The script may look a little ugly - it requires a few minutes to edit a couple of variables before it can be run for your own query. It is very useful if you are trying to combine 2 maps - we have used this locally to reduce our intersection computation time from around 1 day, to just 1 hour on national scale maps with millions of rows. The results have been checked as identical. However, we are using 2x8-core processors, with hyperthreading...
It gives you an indication of progress as it runs, which is a nice advantage over an ordinary long-running query. You can optionally put extra clauses into the SQL if you need e.g. a subset of the map extracted out by some WHERE condition.
Performance features: it uses unlogged tables for temporary results; increases work_mem a bit temporarily.
- Make sure you also have a good disk I/O system.
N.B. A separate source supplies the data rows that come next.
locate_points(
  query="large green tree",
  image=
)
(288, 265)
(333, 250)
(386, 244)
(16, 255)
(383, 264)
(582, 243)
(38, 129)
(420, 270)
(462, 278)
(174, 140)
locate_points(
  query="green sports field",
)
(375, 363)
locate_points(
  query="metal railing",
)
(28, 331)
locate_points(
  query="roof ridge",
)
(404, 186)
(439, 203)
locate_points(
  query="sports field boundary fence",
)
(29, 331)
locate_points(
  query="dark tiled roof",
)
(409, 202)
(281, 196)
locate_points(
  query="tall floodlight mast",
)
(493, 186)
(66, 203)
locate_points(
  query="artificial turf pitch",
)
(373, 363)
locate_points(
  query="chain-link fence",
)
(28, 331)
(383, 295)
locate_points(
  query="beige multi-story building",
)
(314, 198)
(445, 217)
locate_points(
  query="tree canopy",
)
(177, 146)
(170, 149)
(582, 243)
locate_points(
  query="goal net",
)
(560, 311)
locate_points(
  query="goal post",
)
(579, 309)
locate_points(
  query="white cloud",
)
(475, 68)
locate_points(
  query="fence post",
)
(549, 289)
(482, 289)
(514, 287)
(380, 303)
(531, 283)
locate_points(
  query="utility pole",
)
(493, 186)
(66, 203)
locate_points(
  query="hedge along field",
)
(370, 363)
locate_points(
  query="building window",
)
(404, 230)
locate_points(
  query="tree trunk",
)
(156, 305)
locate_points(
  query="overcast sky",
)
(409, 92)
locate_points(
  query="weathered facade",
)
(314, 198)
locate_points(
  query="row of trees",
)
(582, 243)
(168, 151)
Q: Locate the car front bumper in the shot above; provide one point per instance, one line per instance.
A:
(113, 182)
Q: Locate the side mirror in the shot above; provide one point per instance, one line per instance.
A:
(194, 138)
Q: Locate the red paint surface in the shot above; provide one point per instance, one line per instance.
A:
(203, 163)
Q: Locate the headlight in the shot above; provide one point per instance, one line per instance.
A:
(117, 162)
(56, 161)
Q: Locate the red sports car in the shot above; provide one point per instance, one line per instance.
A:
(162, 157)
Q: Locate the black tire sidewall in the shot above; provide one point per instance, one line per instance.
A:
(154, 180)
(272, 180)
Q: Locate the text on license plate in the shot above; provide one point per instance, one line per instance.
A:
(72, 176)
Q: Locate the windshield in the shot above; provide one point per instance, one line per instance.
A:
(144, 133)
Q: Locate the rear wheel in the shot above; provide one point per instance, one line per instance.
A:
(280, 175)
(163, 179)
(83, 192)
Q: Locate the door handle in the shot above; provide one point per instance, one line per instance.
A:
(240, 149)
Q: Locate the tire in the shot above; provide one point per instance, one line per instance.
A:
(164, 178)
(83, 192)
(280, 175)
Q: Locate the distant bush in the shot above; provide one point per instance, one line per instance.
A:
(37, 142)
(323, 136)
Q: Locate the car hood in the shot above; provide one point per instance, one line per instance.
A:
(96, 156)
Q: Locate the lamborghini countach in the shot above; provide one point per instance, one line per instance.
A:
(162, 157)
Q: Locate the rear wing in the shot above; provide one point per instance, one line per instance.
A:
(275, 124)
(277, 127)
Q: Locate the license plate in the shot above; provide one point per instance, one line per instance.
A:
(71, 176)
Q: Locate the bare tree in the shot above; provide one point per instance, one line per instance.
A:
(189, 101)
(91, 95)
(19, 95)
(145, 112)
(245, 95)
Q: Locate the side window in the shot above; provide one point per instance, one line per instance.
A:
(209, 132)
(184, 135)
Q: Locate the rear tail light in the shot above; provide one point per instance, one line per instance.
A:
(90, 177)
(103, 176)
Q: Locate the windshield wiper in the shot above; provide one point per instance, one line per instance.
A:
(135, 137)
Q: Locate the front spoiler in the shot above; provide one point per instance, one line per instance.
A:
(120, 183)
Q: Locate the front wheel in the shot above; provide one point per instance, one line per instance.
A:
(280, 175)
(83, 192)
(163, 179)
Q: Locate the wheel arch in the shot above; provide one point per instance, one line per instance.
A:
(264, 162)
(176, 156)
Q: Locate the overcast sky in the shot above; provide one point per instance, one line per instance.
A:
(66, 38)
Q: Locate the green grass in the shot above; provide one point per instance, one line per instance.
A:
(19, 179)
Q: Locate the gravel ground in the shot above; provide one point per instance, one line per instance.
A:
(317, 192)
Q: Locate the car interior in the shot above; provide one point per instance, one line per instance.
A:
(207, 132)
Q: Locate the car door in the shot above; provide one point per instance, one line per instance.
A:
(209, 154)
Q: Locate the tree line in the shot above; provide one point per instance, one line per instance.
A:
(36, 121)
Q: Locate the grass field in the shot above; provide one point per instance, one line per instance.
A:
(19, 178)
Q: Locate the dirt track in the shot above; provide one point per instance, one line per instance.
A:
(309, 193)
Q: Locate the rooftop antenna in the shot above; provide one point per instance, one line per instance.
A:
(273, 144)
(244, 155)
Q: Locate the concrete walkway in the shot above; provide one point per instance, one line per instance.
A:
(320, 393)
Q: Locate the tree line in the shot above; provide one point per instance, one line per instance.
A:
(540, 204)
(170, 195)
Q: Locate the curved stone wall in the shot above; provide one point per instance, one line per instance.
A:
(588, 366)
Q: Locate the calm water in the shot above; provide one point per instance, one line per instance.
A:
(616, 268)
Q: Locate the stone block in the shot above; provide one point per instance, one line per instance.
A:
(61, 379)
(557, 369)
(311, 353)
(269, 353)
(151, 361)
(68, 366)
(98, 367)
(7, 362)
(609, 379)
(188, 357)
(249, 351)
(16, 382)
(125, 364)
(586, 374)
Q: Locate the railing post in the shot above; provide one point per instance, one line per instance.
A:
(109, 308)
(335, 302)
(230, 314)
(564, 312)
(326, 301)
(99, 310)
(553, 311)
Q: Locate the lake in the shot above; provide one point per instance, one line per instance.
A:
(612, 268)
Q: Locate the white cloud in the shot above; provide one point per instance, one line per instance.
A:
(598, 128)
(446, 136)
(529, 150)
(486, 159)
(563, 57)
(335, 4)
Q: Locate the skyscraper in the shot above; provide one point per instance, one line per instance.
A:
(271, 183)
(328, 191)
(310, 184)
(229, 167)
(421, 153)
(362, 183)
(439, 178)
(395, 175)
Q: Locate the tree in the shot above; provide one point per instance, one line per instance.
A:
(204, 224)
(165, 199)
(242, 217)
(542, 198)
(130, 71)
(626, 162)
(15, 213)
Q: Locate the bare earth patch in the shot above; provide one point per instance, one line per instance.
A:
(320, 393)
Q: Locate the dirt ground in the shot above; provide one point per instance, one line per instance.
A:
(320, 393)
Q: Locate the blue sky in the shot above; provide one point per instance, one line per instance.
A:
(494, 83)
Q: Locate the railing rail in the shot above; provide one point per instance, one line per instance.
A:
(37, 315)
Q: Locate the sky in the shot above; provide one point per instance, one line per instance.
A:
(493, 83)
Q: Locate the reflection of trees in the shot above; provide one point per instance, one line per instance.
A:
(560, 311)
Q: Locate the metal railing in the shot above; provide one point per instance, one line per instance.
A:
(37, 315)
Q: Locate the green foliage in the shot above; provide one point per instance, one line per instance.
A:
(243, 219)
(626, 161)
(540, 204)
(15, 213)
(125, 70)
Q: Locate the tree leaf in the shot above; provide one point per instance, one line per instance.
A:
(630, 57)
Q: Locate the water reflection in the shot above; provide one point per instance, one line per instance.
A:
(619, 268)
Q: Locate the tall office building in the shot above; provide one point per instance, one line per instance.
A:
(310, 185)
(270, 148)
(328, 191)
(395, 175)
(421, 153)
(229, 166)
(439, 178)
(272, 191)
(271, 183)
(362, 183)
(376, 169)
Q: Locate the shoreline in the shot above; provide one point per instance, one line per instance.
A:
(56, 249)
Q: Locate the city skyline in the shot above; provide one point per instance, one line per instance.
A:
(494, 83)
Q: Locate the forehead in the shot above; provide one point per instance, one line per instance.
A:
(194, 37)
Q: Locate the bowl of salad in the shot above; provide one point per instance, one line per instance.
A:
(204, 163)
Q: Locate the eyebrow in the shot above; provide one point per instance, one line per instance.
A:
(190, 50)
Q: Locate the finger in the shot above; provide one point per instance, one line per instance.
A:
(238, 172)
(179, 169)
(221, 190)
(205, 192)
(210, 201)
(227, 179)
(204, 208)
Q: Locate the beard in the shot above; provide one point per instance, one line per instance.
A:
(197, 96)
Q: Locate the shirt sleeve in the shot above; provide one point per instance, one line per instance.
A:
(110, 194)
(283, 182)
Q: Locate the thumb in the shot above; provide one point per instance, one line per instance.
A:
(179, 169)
See this talk: http://graemebell.net/foss4gcomo.pdf.
- Don't forget to put indices on your geo & id columns of your source tables!
- Edit the 'fast_intersect.sh' file to specify your query in the query section.
- Specify the name for your result.
- Type "./fast_intersection.sh"
- Wait a little, watch the progress bars.
- Done!
- (Press crtl-z to freeze the program if you want to inspect the command files; then 'fg' to restart).
Graeme B Bell, Norwegian Forest and Landscape Institute / NIBIO (Norwegian Institute for Bioeconomy Research).
v1.0.1 Presented at FOSS4G Europe in Como.
-
Thanks to the Norwegian Forest and Landscape Institute (now NIBIO, the Norwegian Institute of Bioeconomy Research) for supporting open source publication/sharing of our local scripts that may be useful for others.
-
Martijn Meijers for the suggestion of using UNION ALL for a little extra speed.
If you like this script, you may also like these links - Mark Wynter has written some guides to using Gnu Parallel for other GIS work with postgis.
http://dimensionaledge.com/intro-vector-tiling-map-reduce-postgis/
http://dimensionaledge.com/from-days-to-minutes-geoprocessing-of-alberta-land-use-data/
- add more examples?
- make 'work_mem' optional (don't emit output if it's unset).
- rewrite program as a parser rather than a template script?